Runbook Gap Analysis From Incidents Prompt
Mine past incidents to find where responders lacked a runbook, where existing runbooks failed, and produce a prioritized list of runbooks to write or fix — with the specific steps each one needs.
- Target user
- SREs and on-call engineers maintaining operational runbooks
- Difficulty
- Intermediate
- Tools
- Claude, ChatGPT
The prompt
You are an SRE who believes every painful incident should leave behind a runbook so the next person never suffers the same fumbling. I will provide: - A set of past incidents (timelines, chat logs, what responders actually did) - The current runbook inventory (titles, links, last-updated dates) - Any feedback that existing runbooks were wrong, stale, or missing Perform a runbook gap analysis: 1. **Reconstruct what responders needed** — for each incident, list the diagnostic questions they had to answer and the actions they took.
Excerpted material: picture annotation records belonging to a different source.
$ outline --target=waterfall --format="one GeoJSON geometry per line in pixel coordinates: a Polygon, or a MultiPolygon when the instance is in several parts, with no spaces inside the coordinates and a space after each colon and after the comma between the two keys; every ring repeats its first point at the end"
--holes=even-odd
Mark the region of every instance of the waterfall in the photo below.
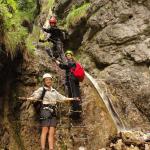
{"type": "Polygon", "coordinates": [[[85,72],[86,77],[90,80],[96,91],[98,92],[99,96],[103,100],[103,103],[105,104],[108,112],[110,113],[111,118],[113,119],[118,132],[125,130],[125,126],[123,124],[123,121],[119,117],[119,114],[115,110],[115,107],[113,106],[113,103],[111,99],[107,96],[107,94],[104,92],[104,90],[99,86],[97,81],[87,72],[85,72]]]}

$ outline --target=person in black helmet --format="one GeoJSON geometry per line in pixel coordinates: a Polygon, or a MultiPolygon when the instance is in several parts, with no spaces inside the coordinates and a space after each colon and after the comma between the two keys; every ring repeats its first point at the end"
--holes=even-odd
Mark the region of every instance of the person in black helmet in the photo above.
{"type": "Polygon", "coordinates": [[[52,50],[47,49],[47,53],[50,57],[58,58],[64,61],[64,52],[63,52],[63,42],[65,40],[66,31],[61,30],[57,27],[57,20],[55,17],[51,17],[49,20],[50,28],[43,28],[43,31],[50,34],[48,39],[39,40],[39,42],[52,42],[53,47],[52,50]]]}
{"type": "MultiPolygon", "coordinates": [[[[59,65],[59,67],[61,69],[64,69],[66,71],[65,84],[68,89],[68,97],[79,97],[81,99],[79,80],[70,71],[71,68],[76,67],[76,61],[74,59],[74,54],[71,50],[67,50],[65,52],[65,56],[67,59],[67,63],[61,63],[58,60],[56,60],[56,63],[59,65]]],[[[72,101],[70,117],[74,120],[80,119],[81,118],[81,109],[82,109],[81,101],[72,101]]]]}

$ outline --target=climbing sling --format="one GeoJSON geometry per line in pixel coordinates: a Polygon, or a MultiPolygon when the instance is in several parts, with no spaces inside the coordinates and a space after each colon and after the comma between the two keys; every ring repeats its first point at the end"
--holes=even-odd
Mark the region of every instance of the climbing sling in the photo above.
{"type": "Polygon", "coordinates": [[[80,82],[84,80],[85,77],[84,68],[79,63],[76,63],[76,67],[71,68],[70,71],[80,82]]]}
Note where they guessed, escalated for tribal knowledge, or wasted time hunting for information. 2. **Map to existing runbooks** — classify each incident as: covered (a runbook existed and worked), partially covered (existed but was stale/wrong/incomplete), or uncovered (no runbook). Cite the gap precisely. 3. **Find recurring needs** — identify failure modes that appeared in multiple incidents with no runbook. These are the highest-value gaps. 4. **Prioritize** — rank missing/broken runbooks by frequency of the underlying failure, MTTR impact, and severity. Recommend the top 5 to create or fix first. 5. **Draft the skeleton** for each top runbook: trigger/symptoms, prechecks, diagnosis steps (with the exact commands or dashboards observed in the incidents), mitigation steps, verification, rollback, and escalation path. Pull concrete details from the incident logs rather than inventing them. 6. **Fix the stale ones** — for partially-covered cases, list the exact corrections needed and add a "last validated" expectation. 7. **Recommend a freshness process** — how runbooks get validated (e.g., during GameDays or as a postmortem action item) so this gap does not silently reopen. Output: a coverage table, the ranked gap list, the drafted runbook skeletons, and the freshness recommendation. Be specific — generic "add a runbook" advice is worthless; cite the incident that proves the need.